Trade Secrets: How to say yes to opportunities

Featuring Professional skier and ski movie producer Stan Rey

Home Base / Whistler, British Columbia

Activities / Skiing, backcountry skiing, mountain biking

Even though he comes from a family of professional skiers and spent his childhood ski racing, when Salomon athlete and Blank Collective co-founder Stan Rey chose to pursue a career as a freeskier, he started at the bottom, saying yes to every opportunity that came his way. 

He said yes when photographers asked him to shoot photos. He said yes to marketing department requests for videos. He said yes to a startup sock sponsor asking for content. 

Just put in the effort and have a good attitude and I feel like good things will come.

Salomon named a ski after the Blank Collective.
A key to Stan's success is doing what he would do anyway.

Whenever Stan was working with professionals and creatives in the ski industry, he was a sponge for knowledge. He learned quickly and pretty soon one opportunity snowballed into the next, leading to enough work that now, as an established and seasoned pro skier, Stan can afford to be more selective with what he says yes to, restoring balance between work and life and honoring what his body can endure as an athlete.

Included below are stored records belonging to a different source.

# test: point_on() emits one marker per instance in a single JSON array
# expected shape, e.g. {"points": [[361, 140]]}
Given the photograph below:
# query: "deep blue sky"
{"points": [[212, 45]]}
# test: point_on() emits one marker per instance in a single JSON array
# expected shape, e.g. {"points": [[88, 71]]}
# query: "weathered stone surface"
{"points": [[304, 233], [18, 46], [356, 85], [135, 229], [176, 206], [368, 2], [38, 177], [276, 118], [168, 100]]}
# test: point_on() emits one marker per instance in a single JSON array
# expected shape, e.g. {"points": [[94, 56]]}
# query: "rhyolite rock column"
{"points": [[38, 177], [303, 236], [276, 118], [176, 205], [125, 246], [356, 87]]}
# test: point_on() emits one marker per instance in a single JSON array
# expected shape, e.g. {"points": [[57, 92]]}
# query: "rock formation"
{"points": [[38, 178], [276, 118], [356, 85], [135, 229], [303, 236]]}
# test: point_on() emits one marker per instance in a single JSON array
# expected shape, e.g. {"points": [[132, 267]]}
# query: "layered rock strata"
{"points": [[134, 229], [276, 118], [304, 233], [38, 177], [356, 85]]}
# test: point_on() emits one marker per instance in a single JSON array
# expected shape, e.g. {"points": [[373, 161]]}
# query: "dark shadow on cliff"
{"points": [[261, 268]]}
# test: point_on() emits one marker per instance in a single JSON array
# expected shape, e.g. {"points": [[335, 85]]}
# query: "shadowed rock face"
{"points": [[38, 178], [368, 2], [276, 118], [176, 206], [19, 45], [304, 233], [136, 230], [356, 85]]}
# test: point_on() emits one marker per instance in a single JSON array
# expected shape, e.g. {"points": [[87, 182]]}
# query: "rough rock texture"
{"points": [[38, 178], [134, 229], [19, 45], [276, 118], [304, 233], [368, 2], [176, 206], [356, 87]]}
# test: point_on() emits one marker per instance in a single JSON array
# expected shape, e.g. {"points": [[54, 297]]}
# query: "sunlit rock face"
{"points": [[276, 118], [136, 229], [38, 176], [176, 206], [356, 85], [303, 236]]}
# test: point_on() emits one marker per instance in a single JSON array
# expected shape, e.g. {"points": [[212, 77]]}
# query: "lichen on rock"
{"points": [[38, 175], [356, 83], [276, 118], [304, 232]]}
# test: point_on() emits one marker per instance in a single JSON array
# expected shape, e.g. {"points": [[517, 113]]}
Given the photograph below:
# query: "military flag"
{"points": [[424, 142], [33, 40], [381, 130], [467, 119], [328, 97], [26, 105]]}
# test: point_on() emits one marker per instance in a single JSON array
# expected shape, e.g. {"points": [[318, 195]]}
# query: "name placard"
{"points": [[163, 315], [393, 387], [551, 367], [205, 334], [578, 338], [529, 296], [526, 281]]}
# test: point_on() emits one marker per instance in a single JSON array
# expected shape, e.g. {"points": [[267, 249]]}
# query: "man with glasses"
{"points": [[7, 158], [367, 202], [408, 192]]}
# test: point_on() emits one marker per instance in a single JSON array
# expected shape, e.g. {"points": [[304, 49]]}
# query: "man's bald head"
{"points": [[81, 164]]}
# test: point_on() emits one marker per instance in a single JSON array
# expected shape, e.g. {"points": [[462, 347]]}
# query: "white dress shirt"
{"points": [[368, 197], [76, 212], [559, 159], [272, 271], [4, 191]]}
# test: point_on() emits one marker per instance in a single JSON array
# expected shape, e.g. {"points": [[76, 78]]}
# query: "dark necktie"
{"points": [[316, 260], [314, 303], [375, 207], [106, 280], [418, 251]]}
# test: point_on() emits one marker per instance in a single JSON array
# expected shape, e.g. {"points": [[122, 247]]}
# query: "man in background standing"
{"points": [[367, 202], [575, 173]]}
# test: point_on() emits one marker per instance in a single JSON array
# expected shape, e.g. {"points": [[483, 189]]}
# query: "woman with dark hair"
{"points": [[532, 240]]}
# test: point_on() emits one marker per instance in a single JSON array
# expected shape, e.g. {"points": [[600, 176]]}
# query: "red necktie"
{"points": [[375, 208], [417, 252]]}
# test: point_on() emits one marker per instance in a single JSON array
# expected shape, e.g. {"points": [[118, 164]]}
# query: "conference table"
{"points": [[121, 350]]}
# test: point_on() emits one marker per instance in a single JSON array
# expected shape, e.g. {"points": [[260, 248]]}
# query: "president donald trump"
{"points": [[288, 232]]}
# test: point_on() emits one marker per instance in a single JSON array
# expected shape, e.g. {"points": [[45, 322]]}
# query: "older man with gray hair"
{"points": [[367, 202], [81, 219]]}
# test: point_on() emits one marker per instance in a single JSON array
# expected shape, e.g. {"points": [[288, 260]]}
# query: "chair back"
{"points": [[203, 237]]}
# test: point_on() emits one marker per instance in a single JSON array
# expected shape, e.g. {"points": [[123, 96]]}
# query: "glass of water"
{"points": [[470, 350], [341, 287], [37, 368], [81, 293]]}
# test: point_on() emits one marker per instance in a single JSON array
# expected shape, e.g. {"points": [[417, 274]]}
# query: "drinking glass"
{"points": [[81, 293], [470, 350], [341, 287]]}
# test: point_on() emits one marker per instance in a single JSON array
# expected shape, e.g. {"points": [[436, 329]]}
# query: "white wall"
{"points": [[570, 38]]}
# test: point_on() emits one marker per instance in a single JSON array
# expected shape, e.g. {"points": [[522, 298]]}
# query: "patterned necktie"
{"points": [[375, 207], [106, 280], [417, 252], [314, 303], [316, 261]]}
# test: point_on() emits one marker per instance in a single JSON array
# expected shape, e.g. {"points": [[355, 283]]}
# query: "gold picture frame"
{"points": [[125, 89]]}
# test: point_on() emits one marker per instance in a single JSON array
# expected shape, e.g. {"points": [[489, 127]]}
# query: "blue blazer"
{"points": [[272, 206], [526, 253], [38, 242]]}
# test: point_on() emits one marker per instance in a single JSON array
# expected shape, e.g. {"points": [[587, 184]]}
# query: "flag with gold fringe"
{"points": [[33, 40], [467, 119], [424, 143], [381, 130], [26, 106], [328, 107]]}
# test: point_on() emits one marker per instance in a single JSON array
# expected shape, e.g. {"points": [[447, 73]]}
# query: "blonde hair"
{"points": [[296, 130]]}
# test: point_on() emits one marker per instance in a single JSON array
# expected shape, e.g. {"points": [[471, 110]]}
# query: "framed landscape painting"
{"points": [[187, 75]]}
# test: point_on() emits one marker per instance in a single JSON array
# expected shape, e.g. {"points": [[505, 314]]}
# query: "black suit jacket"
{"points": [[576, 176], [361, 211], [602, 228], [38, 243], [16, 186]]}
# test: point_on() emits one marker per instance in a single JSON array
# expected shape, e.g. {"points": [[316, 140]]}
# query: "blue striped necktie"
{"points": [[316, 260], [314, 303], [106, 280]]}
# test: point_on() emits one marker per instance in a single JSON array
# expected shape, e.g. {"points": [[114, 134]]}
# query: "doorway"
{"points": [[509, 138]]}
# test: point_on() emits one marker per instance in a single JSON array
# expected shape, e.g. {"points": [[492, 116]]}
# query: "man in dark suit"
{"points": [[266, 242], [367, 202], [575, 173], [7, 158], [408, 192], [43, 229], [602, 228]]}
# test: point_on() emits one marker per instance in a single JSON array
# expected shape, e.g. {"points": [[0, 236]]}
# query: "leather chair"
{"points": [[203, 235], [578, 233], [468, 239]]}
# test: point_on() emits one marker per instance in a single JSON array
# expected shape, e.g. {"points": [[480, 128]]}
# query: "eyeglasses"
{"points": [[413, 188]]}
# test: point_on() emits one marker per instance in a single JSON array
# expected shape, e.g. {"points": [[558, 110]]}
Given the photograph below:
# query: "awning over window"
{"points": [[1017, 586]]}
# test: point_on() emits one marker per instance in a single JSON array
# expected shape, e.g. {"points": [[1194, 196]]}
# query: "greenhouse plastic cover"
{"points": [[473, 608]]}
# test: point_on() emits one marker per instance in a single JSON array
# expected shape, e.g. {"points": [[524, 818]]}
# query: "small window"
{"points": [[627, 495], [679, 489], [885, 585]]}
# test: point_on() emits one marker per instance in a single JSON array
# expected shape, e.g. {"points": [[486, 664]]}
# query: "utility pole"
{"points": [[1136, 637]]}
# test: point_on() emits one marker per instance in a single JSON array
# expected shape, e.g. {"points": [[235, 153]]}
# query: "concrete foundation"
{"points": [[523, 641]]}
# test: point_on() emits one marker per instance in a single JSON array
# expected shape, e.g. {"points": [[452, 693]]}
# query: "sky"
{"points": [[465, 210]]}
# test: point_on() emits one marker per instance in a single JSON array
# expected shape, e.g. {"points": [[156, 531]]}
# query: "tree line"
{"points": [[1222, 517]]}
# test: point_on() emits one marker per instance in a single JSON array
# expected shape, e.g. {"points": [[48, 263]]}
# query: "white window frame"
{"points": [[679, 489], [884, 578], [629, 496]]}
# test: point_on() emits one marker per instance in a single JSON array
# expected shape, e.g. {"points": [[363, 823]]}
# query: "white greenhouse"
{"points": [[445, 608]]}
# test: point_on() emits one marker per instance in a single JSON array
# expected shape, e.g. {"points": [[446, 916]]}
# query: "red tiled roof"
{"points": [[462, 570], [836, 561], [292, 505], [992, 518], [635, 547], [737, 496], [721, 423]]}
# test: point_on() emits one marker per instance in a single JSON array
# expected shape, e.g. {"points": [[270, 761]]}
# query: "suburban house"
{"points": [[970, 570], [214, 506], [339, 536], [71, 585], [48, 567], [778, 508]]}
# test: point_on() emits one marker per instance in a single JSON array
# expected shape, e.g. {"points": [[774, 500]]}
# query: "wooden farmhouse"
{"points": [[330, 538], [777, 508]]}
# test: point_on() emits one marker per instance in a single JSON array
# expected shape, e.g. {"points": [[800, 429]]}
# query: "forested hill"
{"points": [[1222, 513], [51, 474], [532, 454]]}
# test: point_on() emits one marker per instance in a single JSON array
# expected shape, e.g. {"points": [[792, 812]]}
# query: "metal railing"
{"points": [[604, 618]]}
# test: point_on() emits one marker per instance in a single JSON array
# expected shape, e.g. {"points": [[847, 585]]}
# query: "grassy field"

“Once you get more established, you can pick and choose, because if you say yes to everything all the time you’ll get burned out,” he says. “But especially when you’re younger and you have the energy and the passion, I would for sure try to jump at every opportunity you get.”

Taking advantage of opportunities has worked out, OK.

Quick Tip

Stan borrows a quote from his wife, a ski cross Olympic medalist, when he says that “hard work will always beat talent when talent doesn’t work hard.” 

For Stan, hard work translates to putting in the days on snow, even when conditions aren’t that great or motivation runs low. It’s focusing on improving technique: getting a better turn, spinning left and right. It’s strength building and logging hours in the gym to be more resilient in the backcountry. And it’s also about dedicating the time to recovery: Stan starts his mornings with a 45-minute meditation and warm-up routine that he’s come to depend on to make the most of his days.

“Taking a bit of time for yourself and not having any screens or thoughts,” he says. “Just breathing can help you be more clear, day to day.”